Industrie in NRW unter Druck – Arbeitgeberverbände fordern Kurswechsel

Johannes Pöttering, Hauptgeschäftsführer der Landesvereinigung der Unternehmensverbände

(cs) Die wirtschaftliche Lage in Nordrhein-Westfalen ist besorgniserregend. Johannes Pöttering, Hauptgeschäftsführer der Arbeitgeberverbände NRW, hat in einem Interview mit der Rheinischen Post (14.02.2025) auf die dramatische Entwicklung hingewiesen. Besonders die Industrie leidet unter den aktuellen Rahmenbedingungen. Unsere Redaktion fasst das Pressegespräch nachfolgend zusammen.

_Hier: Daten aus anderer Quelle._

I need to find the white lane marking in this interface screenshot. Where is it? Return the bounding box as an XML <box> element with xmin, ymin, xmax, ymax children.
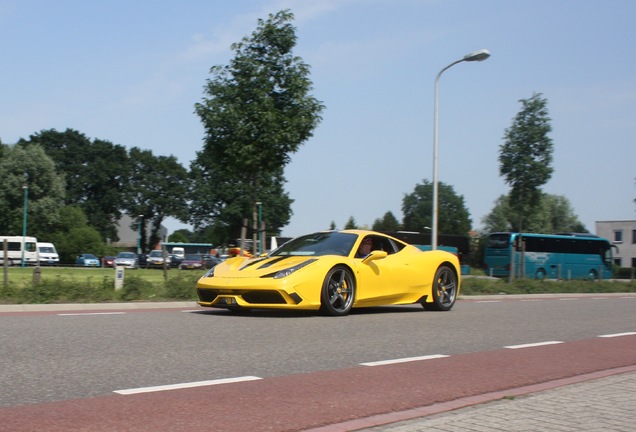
<box><xmin>360</xmin><ymin>354</ymin><xmax>449</xmax><ymax>367</ymax></box>
<box><xmin>114</xmin><ymin>376</ymin><xmax>262</xmax><ymax>395</ymax></box>
<box><xmin>558</xmin><ymin>298</ymin><xmax>579</xmax><ymax>301</ymax></box>
<box><xmin>475</xmin><ymin>300</ymin><xmax>501</xmax><ymax>303</ymax></box>
<box><xmin>598</xmin><ymin>332</ymin><xmax>636</xmax><ymax>338</ymax></box>
<box><xmin>58</xmin><ymin>312</ymin><xmax>126</xmax><ymax>316</ymax></box>
<box><xmin>505</xmin><ymin>341</ymin><xmax>563</xmax><ymax>349</ymax></box>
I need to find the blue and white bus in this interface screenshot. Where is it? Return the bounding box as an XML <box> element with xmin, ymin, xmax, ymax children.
<box><xmin>483</xmin><ymin>232</ymin><xmax>614</xmax><ymax>280</ymax></box>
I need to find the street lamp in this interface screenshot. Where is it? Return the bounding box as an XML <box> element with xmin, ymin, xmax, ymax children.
<box><xmin>432</xmin><ymin>49</ymin><xmax>490</xmax><ymax>250</ymax></box>
<box><xmin>21</xmin><ymin>174</ymin><xmax>28</xmax><ymax>268</ymax></box>
<box><xmin>256</xmin><ymin>202</ymin><xmax>262</xmax><ymax>254</ymax></box>
<box><xmin>137</xmin><ymin>215</ymin><xmax>143</xmax><ymax>254</ymax></box>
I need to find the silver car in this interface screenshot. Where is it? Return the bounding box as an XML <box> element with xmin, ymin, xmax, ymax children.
<box><xmin>114</xmin><ymin>252</ymin><xmax>139</xmax><ymax>269</ymax></box>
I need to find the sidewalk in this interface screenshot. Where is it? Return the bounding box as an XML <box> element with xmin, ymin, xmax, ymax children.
<box><xmin>351</xmin><ymin>369</ymin><xmax>636</xmax><ymax>431</ymax></box>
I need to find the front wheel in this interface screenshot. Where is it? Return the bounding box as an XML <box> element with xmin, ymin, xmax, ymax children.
<box><xmin>423</xmin><ymin>265</ymin><xmax>458</xmax><ymax>311</ymax></box>
<box><xmin>320</xmin><ymin>265</ymin><xmax>355</xmax><ymax>316</ymax></box>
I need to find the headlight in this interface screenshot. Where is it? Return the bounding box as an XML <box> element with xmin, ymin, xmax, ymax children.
<box><xmin>273</xmin><ymin>259</ymin><xmax>317</xmax><ymax>279</ymax></box>
<box><xmin>202</xmin><ymin>266</ymin><xmax>216</xmax><ymax>278</ymax></box>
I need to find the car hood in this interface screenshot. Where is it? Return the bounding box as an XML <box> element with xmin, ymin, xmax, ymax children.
<box><xmin>211</xmin><ymin>255</ymin><xmax>320</xmax><ymax>278</ymax></box>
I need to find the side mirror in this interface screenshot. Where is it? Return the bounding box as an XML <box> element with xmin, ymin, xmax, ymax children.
<box><xmin>362</xmin><ymin>250</ymin><xmax>388</xmax><ymax>263</ymax></box>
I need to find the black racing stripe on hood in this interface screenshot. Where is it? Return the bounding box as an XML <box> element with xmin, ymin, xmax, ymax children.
<box><xmin>257</xmin><ymin>256</ymin><xmax>293</xmax><ymax>269</ymax></box>
<box><xmin>239</xmin><ymin>258</ymin><xmax>267</xmax><ymax>270</ymax></box>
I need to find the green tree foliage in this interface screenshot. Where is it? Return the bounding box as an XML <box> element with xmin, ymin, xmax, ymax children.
<box><xmin>499</xmin><ymin>93</ymin><xmax>554</xmax><ymax>231</ymax></box>
<box><xmin>402</xmin><ymin>179</ymin><xmax>472</xmax><ymax>236</ymax></box>
<box><xmin>344</xmin><ymin>216</ymin><xmax>357</xmax><ymax>229</ymax></box>
<box><xmin>372</xmin><ymin>211</ymin><xmax>401</xmax><ymax>232</ymax></box>
<box><xmin>48</xmin><ymin>205</ymin><xmax>105</xmax><ymax>262</ymax></box>
<box><xmin>0</xmin><ymin>144</ymin><xmax>65</xmax><ymax>238</ymax></box>
<box><xmin>191</xmin><ymin>10</ymin><xmax>324</xmax><ymax>244</ymax></box>
<box><xmin>123</xmin><ymin>147</ymin><xmax>189</xmax><ymax>251</ymax></box>
<box><xmin>482</xmin><ymin>193</ymin><xmax>587</xmax><ymax>234</ymax></box>
<box><xmin>18</xmin><ymin>129</ymin><xmax>129</xmax><ymax>241</ymax></box>
<box><xmin>167</xmin><ymin>229</ymin><xmax>190</xmax><ymax>243</ymax></box>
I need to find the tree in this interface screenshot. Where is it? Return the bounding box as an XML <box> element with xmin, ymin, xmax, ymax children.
<box><xmin>167</xmin><ymin>229</ymin><xmax>191</xmax><ymax>243</ymax></box>
<box><xmin>18</xmin><ymin>129</ymin><xmax>129</xmax><ymax>241</ymax></box>
<box><xmin>499</xmin><ymin>93</ymin><xmax>554</xmax><ymax>231</ymax></box>
<box><xmin>49</xmin><ymin>205</ymin><xmax>105</xmax><ymax>262</ymax></box>
<box><xmin>344</xmin><ymin>216</ymin><xmax>357</xmax><ymax>229</ymax></box>
<box><xmin>482</xmin><ymin>193</ymin><xmax>587</xmax><ymax>234</ymax></box>
<box><xmin>402</xmin><ymin>179</ymin><xmax>471</xmax><ymax>236</ymax></box>
<box><xmin>191</xmin><ymin>10</ymin><xmax>324</xmax><ymax>245</ymax></box>
<box><xmin>372</xmin><ymin>211</ymin><xmax>401</xmax><ymax>232</ymax></box>
<box><xmin>0</xmin><ymin>143</ymin><xmax>66</xmax><ymax>238</ymax></box>
<box><xmin>123</xmin><ymin>147</ymin><xmax>189</xmax><ymax>251</ymax></box>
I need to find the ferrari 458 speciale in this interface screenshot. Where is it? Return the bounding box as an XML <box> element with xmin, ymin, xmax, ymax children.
<box><xmin>196</xmin><ymin>230</ymin><xmax>460</xmax><ymax>316</ymax></box>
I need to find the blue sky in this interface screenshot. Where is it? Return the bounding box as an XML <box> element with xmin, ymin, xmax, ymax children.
<box><xmin>2</xmin><ymin>0</ymin><xmax>635</xmax><ymax>238</ymax></box>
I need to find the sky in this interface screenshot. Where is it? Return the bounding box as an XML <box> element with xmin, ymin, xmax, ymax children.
<box><xmin>1</xmin><ymin>0</ymin><xmax>635</xmax><ymax>238</ymax></box>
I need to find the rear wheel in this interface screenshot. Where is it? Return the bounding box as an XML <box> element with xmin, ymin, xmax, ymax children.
<box><xmin>423</xmin><ymin>265</ymin><xmax>458</xmax><ymax>311</ymax></box>
<box><xmin>320</xmin><ymin>266</ymin><xmax>355</xmax><ymax>316</ymax></box>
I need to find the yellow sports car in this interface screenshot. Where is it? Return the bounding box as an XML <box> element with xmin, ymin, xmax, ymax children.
<box><xmin>195</xmin><ymin>230</ymin><xmax>461</xmax><ymax>316</ymax></box>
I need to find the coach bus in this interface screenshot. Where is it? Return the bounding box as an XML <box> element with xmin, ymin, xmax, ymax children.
<box><xmin>0</xmin><ymin>236</ymin><xmax>39</xmax><ymax>266</ymax></box>
<box><xmin>483</xmin><ymin>232</ymin><xmax>614</xmax><ymax>280</ymax></box>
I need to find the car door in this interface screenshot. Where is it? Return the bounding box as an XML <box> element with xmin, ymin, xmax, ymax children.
<box><xmin>353</xmin><ymin>237</ymin><xmax>422</xmax><ymax>306</ymax></box>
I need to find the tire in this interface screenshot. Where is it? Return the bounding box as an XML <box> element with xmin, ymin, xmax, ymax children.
<box><xmin>535</xmin><ymin>269</ymin><xmax>546</xmax><ymax>280</ymax></box>
<box><xmin>587</xmin><ymin>270</ymin><xmax>597</xmax><ymax>281</ymax></box>
<box><xmin>320</xmin><ymin>265</ymin><xmax>355</xmax><ymax>316</ymax></box>
<box><xmin>423</xmin><ymin>265</ymin><xmax>458</xmax><ymax>311</ymax></box>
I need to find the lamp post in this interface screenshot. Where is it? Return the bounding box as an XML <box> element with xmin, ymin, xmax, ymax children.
<box><xmin>137</xmin><ymin>215</ymin><xmax>143</xmax><ymax>255</ymax></box>
<box><xmin>256</xmin><ymin>202</ymin><xmax>262</xmax><ymax>254</ymax></box>
<box><xmin>21</xmin><ymin>175</ymin><xmax>28</xmax><ymax>268</ymax></box>
<box><xmin>432</xmin><ymin>49</ymin><xmax>490</xmax><ymax>250</ymax></box>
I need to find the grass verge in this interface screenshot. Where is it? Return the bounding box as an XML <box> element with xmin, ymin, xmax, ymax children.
<box><xmin>0</xmin><ymin>266</ymin><xmax>634</xmax><ymax>304</ymax></box>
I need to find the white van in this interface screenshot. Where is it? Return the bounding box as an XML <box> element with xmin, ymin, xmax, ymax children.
<box><xmin>0</xmin><ymin>236</ymin><xmax>39</xmax><ymax>266</ymax></box>
<box><xmin>171</xmin><ymin>246</ymin><xmax>185</xmax><ymax>259</ymax></box>
<box><xmin>37</xmin><ymin>242</ymin><xmax>59</xmax><ymax>265</ymax></box>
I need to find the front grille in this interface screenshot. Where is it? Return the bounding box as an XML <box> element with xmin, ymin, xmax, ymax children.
<box><xmin>242</xmin><ymin>291</ymin><xmax>286</xmax><ymax>304</ymax></box>
<box><xmin>197</xmin><ymin>289</ymin><xmax>219</xmax><ymax>303</ymax></box>
<box><xmin>197</xmin><ymin>288</ymin><xmax>287</xmax><ymax>304</ymax></box>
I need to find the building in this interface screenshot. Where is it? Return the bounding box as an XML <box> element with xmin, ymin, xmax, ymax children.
<box><xmin>595</xmin><ymin>220</ymin><xmax>636</xmax><ymax>268</ymax></box>
<box><xmin>110</xmin><ymin>214</ymin><xmax>167</xmax><ymax>251</ymax></box>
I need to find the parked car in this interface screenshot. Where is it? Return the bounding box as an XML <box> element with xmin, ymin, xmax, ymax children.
<box><xmin>178</xmin><ymin>254</ymin><xmax>222</xmax><ymax>270</ymax></box>
<box><xmin>146</xmin><ymin>250</ymin><xmax>170</xmax><ymax>269</ymax></box>
<box><xmin>137</xmin><ymin>253</ymin><xmax>148</xmax><ymax>268</ymax></box>
<box><xmin>76</xmin><ymin>253</ymin><xmax>100</xmax><ymax>267</ymax></box>
<box><xmin>169</xmin><ymin>254</ymin><xmax>183</xmax><ymax>268</ymax></box>
<box><xmin>37</xmin><ymin>242</ymin><xmax>60</xmax><ymax>266</ymax></box>
<box><xmin>102</xmin><ymin>256</ymin><xmax>116</xmax><ymax>267</ymax></box>
<box><xmin>114</xmin><ymin>252</ymin><xmax>139</xmax><ymax>269</ymax></box>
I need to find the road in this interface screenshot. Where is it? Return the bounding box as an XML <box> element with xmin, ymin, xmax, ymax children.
<box><xmin>1</xmin><ymin>294</ymin><xmax>635</xmax><ymax>430</ymax></box>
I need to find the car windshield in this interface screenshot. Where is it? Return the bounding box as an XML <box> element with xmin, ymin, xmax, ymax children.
<box><xmin>148</xmin><ymin>251</ymin><xmax>164</xmax><ymax>257</ymax></box>
<box><xmin>117</xmin><ymin>253</ymin><xmax>135</xmax><ymax>258</ymax></box>
<box><xmin>270</xmin><ymin>232</ymin><xmax>357</xmax><ymax>257</ymax></box>
<box><xmin>184</xmin><ymin>254</ymin><xmax>202</xmax><ymax>260</ymax></box>
<box><xmin>85</xmin><ymin>254</ymin><xmax>98</xmax><ymax>259</ymax></box>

Beginnende De-Industrialisierung?

Seit 2018 ist die Industrieproduktion in NRW um 18 % gesunken. Dieser Rückgang ist für Pöttering ein klares Signal einer beginnenden De-Industrialisierung. Vor allem energieintensive Unternehmen stehen unter Druck. Hohe Energiekosten, eine zunehmende Bürokratisierung und hohe Abgabenlasten setzen den Betrieben zu.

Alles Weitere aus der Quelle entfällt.